Overexpression of MYC binding protein promotes invasion and migration in gastric cancer

  • Authors:
    • Lijie Gong
    • Yingjie Xia
    • Zhenyuan Qian
    • Ji Shi
    • Jungang Luo
    • Guangyuan Song
    • Ji Xu
    • Zaiyuan Ye
  • View Affiliations

  • Published online on: February 2, 2018     https://doi.org/10.3892/ol.2018.7944
  • Pages: 5243-5249
Metrics: HTML 0 views | PDF 0 views     Cited By (CrossRef): 0 citations


Gastric cancer (GC) is the second leading cause of cancer‑associated mortality worldwide. Although the mortality rate of patients with GC has improved, it remains a significant health issue. The MYC proto‑oncogene protein serves key roles in cellular proliferation, differentiation, transformation and apoptosis. Previous studies have identified the abnormal expression of MYC‑binding protein (MYCBP) during tumorigenesis in multiple types of cancer. Furthermore, evidence demonstrates that the abnormal expression of MYCBP contributes to the invasion and migration of human cancer types, including colon cancer and glioma; however, its influence on GC remains unclear. In the present study, the expression of MYCBP in GC cells and tissues was analyzed by reverse transcription‑quantitative polymerase chain reaction. Additionally, GC cell lines were transfected with small interfering RNAs against MYCBP or lymphoid enhancer‑binding factor 1 (LEF‑1) and assessed by in vitro transwell migration and invasion assays. The results indicated that the expression of MYCBP in GC cells and tissues was markedly increased compared with a normal gastric epithelial cell line and adjacent normal gastric mucosal tissues, respectively. Furthermore, MYCBP downregulation notably inhibited the metastatic capacity of GC cells, and LEF‑1 knockdown was found to downregulate the expression of MYCBP. On the basis of the findings of the present study, MYCBP may be a direct target of the β‑catenin/LEF‑1 pathway via binding LEF‑1, and could potentially be used as a biomarker for the diagnosis and prognosis of GC.

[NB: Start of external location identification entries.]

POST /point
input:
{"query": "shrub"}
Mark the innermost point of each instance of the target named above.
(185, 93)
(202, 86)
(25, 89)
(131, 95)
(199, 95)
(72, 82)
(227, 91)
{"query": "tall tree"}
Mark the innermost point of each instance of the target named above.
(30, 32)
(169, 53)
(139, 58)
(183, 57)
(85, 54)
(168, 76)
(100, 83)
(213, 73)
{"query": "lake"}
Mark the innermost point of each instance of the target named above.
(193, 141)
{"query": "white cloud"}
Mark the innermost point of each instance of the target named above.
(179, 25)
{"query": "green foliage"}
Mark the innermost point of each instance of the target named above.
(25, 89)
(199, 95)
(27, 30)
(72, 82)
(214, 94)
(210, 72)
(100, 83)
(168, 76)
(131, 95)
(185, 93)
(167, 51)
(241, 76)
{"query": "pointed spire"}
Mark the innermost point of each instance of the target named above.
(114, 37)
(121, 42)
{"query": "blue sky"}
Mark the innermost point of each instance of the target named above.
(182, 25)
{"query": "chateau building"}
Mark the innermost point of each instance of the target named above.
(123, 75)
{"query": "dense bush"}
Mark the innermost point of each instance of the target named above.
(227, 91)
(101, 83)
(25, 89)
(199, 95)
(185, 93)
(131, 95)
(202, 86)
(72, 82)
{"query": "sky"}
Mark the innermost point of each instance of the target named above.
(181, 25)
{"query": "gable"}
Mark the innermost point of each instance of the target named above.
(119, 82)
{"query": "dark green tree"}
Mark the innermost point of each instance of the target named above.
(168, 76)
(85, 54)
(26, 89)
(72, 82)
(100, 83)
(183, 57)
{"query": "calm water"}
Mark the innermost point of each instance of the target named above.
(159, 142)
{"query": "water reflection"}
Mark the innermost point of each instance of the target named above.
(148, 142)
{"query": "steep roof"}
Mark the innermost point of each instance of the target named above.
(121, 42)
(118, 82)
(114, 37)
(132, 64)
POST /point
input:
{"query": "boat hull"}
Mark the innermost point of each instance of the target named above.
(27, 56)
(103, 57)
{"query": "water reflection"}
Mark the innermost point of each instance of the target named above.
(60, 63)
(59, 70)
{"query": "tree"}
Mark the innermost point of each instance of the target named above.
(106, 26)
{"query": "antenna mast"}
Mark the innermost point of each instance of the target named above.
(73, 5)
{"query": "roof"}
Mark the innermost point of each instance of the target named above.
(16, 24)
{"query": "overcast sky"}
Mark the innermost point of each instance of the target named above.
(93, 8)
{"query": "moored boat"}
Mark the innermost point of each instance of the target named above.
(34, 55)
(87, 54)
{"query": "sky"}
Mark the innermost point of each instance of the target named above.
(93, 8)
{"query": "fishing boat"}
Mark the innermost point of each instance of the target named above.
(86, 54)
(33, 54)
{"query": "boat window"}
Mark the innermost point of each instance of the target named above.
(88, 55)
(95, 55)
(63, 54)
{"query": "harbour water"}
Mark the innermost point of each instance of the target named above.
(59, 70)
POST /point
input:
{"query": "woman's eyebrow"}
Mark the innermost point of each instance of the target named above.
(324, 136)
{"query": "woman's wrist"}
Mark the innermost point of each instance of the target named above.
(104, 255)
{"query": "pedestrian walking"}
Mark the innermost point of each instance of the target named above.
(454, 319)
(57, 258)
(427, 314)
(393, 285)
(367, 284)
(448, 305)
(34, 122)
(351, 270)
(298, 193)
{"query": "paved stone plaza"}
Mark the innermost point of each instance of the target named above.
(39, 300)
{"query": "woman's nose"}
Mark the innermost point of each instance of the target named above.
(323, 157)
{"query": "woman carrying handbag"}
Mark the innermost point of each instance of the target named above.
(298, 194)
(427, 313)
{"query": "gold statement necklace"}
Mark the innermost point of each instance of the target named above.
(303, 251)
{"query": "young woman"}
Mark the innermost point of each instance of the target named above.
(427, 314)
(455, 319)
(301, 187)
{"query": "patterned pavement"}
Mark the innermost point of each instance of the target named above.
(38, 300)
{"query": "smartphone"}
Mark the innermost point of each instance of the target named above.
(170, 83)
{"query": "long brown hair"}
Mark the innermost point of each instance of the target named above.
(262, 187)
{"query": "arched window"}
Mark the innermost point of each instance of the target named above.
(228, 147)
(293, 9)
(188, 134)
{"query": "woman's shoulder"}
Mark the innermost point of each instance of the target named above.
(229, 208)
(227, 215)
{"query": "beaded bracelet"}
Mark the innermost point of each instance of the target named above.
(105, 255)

Gastric cancer (GC) is the most common gastrointestinal malignant tumor, although its incidence rates vary across different countries and regions. A high incidence of GC is observed in individuals between 40 and 60 years of age (1). Each year, ~900,000 new cases of GC are diagnosed, while ~700,000 patients succumb to GC globally (2), with half of these mortalities occurring in Asia. The incidence rate in males is approximately two-fold higher than that in females (3). The pathogenesis of GC is unclear and lacks specific clinical manifestations, and therefore the rate of early diagnosis is low (4). Regional variations in GC incidence reflect differences in dietary patterns, food storage, and the availability of fresh produce, as well as the prevalence of Helicobacter pylori infection (5). Surgical resection remains the first-choice treatment modality for GC (6). However, even with a combination of surgical and chemotherapeutic treatments, the 5-year overall survival rate for patients with advanced-stage GC is ≤20% (2).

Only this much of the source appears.